Figure 2:(left) SIMD multiplication; (right) Scalar multiplication.

3SIMD Architecture History

Vector architectures and SIMD architectures[1] have existed for a long time. The first noted SIMD machine was the TX-2 at MIT Lincoln Lab in 1957. The TX-2 had the ability to run full 36-bit-wide data, split it into two 17-bit operands, or split it into four nine-bit operands.[2]

"TODO"

Figure 3:First SIMD Extensions: MIT Lincoln Labs TX-2, 1957.

"TODO"

Figure 4:Memory Bank of the TX-2 Computer. MIT Lincoln Lab. source

4Intel SIMD Architectures

SIMD architectures saw wide commercial use when they were introduced on Intel computers in the late 1990s.[3] At the time, more consumers were running more multimedia applications on PCs[4]. These audio and video applications necessitated media applications, which typically involves one-dimensional vectors or two-dimensional matrices.

As a result, SIMD architectures were implemented that performed operations like those in Figure 5. These operations would have two source operands in wide registers, apply the operation to these wide registers, then write the result to a destination wide register.

"TODO"

Figure 5:SIMD operands: two source SIMD register operands, one destination SIMD register. If the source registers pack four values of equal width, then the destination register similarly packs four values of the same width.

4.1Intel SIMD ISAs

Intel SIMD instruction set architectures (ISAs) are extensions to the base Intel x86/x87 architecture.
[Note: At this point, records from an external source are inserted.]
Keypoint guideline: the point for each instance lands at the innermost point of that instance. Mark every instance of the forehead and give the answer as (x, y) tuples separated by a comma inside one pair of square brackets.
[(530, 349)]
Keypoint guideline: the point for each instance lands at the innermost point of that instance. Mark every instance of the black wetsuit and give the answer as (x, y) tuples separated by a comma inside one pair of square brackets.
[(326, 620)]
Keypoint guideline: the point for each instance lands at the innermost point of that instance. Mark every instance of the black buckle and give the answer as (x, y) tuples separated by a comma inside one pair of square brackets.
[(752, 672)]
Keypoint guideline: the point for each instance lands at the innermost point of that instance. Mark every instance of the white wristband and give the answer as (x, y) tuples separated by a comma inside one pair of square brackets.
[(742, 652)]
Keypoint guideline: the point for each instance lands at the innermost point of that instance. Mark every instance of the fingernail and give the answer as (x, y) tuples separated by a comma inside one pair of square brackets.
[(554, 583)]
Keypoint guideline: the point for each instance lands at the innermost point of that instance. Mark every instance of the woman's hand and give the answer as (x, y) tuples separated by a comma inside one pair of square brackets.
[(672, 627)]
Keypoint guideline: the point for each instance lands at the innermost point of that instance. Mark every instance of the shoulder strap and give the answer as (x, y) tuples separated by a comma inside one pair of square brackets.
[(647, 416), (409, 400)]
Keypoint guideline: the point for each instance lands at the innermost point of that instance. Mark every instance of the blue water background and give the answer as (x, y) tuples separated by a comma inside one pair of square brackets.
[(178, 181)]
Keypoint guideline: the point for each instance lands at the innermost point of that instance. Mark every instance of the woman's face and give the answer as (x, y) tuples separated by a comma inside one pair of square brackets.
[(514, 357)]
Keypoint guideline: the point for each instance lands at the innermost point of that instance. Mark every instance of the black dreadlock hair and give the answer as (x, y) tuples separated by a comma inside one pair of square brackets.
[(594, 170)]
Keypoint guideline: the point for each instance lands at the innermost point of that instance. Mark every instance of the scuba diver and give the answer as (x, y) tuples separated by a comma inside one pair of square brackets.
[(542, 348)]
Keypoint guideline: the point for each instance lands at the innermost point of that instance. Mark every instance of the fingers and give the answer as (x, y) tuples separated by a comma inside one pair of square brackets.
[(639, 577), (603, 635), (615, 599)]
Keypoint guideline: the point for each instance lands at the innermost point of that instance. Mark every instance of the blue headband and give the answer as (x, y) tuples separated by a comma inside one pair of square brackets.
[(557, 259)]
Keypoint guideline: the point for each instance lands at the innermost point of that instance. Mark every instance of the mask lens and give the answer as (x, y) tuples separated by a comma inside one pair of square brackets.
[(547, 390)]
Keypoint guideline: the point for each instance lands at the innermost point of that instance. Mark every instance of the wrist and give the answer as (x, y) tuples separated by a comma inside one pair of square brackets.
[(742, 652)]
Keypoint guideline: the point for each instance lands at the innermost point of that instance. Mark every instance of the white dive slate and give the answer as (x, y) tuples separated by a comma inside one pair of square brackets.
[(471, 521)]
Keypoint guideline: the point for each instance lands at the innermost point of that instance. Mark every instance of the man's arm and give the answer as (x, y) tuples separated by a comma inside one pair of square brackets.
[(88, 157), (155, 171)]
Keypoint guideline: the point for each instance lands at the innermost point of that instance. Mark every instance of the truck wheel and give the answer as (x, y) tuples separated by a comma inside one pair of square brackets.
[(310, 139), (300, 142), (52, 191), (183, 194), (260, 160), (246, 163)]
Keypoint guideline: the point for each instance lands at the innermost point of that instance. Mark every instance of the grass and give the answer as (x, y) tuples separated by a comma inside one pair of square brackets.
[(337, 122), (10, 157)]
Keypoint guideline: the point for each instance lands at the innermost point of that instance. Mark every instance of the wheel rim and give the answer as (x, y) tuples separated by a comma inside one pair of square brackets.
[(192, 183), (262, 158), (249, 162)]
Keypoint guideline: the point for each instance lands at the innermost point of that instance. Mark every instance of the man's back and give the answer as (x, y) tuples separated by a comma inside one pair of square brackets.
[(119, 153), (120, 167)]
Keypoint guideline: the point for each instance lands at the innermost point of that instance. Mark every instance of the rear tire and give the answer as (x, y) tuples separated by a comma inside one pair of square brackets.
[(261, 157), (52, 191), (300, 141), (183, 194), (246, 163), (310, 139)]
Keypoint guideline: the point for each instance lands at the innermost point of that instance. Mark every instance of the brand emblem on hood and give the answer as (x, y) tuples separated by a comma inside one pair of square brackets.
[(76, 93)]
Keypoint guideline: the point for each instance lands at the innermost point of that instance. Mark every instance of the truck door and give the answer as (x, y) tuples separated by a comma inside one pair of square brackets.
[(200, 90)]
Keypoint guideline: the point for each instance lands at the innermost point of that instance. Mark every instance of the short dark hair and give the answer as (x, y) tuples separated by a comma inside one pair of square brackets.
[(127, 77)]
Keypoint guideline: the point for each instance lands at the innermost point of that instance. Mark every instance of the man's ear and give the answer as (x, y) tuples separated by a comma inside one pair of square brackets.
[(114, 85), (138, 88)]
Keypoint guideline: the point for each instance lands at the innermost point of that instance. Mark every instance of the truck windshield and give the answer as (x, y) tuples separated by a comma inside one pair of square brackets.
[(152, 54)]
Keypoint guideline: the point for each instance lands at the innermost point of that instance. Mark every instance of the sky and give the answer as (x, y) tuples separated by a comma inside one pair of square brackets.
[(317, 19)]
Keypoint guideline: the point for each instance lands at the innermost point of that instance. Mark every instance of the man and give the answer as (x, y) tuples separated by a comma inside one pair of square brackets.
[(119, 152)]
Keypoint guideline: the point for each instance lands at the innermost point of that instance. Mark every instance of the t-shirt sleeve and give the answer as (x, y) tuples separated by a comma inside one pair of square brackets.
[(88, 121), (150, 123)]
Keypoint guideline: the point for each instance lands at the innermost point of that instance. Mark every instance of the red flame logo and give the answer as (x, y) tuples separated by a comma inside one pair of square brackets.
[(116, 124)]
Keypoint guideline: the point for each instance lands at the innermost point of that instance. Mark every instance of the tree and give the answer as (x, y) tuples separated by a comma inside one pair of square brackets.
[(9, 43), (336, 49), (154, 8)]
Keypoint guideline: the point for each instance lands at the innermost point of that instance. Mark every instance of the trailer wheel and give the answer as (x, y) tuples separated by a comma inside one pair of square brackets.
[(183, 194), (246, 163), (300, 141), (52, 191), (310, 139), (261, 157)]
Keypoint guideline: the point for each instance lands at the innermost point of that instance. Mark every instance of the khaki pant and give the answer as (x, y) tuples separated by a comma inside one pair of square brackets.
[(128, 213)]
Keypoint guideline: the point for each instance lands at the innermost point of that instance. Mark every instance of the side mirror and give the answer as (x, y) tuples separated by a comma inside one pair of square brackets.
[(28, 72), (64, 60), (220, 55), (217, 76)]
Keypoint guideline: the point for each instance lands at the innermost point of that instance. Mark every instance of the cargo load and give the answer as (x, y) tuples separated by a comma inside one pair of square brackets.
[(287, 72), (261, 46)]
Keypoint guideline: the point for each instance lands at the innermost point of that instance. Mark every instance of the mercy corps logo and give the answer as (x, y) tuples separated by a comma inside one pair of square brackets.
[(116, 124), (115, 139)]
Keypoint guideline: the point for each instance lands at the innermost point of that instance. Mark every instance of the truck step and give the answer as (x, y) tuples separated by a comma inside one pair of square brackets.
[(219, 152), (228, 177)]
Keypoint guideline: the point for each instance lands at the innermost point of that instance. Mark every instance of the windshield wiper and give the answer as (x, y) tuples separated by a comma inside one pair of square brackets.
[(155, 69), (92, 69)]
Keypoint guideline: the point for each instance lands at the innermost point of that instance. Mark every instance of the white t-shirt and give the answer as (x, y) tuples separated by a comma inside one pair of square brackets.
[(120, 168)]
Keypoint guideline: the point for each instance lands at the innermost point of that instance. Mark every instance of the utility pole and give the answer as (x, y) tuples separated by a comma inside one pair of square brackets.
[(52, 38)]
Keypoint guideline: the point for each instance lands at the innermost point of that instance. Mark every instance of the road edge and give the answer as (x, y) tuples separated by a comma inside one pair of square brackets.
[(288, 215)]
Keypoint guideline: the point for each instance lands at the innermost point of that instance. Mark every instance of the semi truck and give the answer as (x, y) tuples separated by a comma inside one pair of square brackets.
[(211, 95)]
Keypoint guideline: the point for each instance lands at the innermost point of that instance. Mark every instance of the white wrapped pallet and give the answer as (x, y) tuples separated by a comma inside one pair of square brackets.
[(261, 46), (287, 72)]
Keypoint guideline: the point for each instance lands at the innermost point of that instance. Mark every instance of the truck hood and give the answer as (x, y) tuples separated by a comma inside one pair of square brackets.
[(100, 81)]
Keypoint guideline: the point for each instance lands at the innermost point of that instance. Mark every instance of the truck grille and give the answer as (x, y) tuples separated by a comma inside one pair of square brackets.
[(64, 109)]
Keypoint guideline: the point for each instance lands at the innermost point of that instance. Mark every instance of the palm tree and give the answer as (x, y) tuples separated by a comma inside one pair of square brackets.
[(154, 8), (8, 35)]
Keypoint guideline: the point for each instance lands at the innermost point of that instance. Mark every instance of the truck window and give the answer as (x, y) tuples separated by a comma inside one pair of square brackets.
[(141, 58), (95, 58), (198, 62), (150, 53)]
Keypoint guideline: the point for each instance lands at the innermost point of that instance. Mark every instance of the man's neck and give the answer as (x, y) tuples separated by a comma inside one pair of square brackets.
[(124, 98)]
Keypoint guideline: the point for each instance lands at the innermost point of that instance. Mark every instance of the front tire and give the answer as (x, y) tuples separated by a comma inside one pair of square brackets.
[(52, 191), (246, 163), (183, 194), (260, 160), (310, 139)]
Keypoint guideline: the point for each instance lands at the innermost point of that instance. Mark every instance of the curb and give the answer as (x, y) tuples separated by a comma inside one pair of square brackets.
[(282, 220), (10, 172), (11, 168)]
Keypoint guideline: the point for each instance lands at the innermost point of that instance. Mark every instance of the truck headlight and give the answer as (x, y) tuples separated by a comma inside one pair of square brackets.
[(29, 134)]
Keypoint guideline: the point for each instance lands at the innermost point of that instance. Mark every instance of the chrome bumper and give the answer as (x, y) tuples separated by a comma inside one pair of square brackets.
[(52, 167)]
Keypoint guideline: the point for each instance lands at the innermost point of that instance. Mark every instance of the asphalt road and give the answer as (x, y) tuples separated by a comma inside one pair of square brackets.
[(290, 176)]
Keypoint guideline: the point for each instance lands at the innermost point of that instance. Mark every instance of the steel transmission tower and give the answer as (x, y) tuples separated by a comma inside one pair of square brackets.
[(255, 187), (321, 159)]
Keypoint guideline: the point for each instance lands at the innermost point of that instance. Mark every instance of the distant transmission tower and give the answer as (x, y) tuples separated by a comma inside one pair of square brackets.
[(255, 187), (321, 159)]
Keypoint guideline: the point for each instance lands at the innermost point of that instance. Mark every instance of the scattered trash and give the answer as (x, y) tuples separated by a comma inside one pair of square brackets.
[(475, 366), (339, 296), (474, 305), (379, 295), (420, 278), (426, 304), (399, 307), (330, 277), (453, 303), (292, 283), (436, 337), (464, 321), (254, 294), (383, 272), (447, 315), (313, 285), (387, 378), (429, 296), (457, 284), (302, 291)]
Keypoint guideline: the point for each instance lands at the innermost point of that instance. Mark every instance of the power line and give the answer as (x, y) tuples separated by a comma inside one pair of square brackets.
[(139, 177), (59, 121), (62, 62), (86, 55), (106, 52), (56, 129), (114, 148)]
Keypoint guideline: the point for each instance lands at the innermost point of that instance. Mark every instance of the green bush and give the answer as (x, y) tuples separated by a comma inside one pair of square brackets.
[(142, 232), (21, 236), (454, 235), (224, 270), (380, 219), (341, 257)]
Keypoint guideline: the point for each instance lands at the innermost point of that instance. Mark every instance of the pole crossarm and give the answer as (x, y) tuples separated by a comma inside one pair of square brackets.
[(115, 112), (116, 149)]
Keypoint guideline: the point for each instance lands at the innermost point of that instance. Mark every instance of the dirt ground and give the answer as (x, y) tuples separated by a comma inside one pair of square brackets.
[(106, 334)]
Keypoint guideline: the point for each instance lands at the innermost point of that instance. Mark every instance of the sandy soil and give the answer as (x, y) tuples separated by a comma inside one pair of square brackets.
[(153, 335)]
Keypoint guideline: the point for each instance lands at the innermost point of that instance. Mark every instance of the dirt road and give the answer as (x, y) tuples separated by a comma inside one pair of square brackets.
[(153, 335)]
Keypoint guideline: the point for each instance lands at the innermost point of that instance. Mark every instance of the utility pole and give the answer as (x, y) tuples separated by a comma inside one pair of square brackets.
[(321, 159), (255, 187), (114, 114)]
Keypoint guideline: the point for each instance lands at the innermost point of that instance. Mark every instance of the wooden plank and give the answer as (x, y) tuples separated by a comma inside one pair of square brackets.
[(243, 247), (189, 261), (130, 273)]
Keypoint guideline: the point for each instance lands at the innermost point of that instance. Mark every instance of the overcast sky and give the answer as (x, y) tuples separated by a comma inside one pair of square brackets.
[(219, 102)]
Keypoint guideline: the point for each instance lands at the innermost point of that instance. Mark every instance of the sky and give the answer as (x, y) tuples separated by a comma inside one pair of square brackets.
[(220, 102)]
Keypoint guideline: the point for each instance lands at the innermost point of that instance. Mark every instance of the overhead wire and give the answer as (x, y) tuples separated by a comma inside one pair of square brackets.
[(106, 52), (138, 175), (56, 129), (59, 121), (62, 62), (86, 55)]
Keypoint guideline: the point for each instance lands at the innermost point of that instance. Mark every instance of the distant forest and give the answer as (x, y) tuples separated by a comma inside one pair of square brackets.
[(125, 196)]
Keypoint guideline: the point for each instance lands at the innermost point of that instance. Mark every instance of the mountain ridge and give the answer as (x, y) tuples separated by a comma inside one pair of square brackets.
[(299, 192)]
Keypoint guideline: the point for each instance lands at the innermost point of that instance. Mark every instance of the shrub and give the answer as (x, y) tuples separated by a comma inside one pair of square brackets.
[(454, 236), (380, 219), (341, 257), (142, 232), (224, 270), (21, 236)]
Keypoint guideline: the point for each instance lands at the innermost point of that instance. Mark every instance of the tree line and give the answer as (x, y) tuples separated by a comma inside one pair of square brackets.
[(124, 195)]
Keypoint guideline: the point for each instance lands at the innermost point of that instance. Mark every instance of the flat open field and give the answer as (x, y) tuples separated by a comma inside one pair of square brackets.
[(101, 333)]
The naming of Intel SIMD extensions has changed with functionality. Every few years, there are new instructions, wider registers, and more parallelism.

Figure 6 shows different Intel SIMD ISAs over time.

"TODO"

Figure 6:Intel x86 SIMD Evolution: SIMD extensions on top of x86 and x87 (floating point).

All Intel processors are backwards compatible, so even older SIMD extensions like MMX are still around with us. We will see how this complicates documentation for Intel intrinsics.

Footnotes
  1. SIMD architectures and vector architectures are different, but the distinction is beyond the scope of this course. For those curious, most modern vector architectures support a “reduce-add” operation, which sums the elements of a vector together to a scalar result. SIMD architectures do not support such scalar result operations. From Wikipedia: “Pure (fixed-width, no predication) SIMD is often mistakenly claimed to be ‘vector’ (because SIMD processes data which happens to be vectors).”

  2. Remember, standardized bytes/words wasn’t around back then.

  3. See: Intel Advanced Digtal Media Boost from 2009.

  4. Personal Computers, not program counters.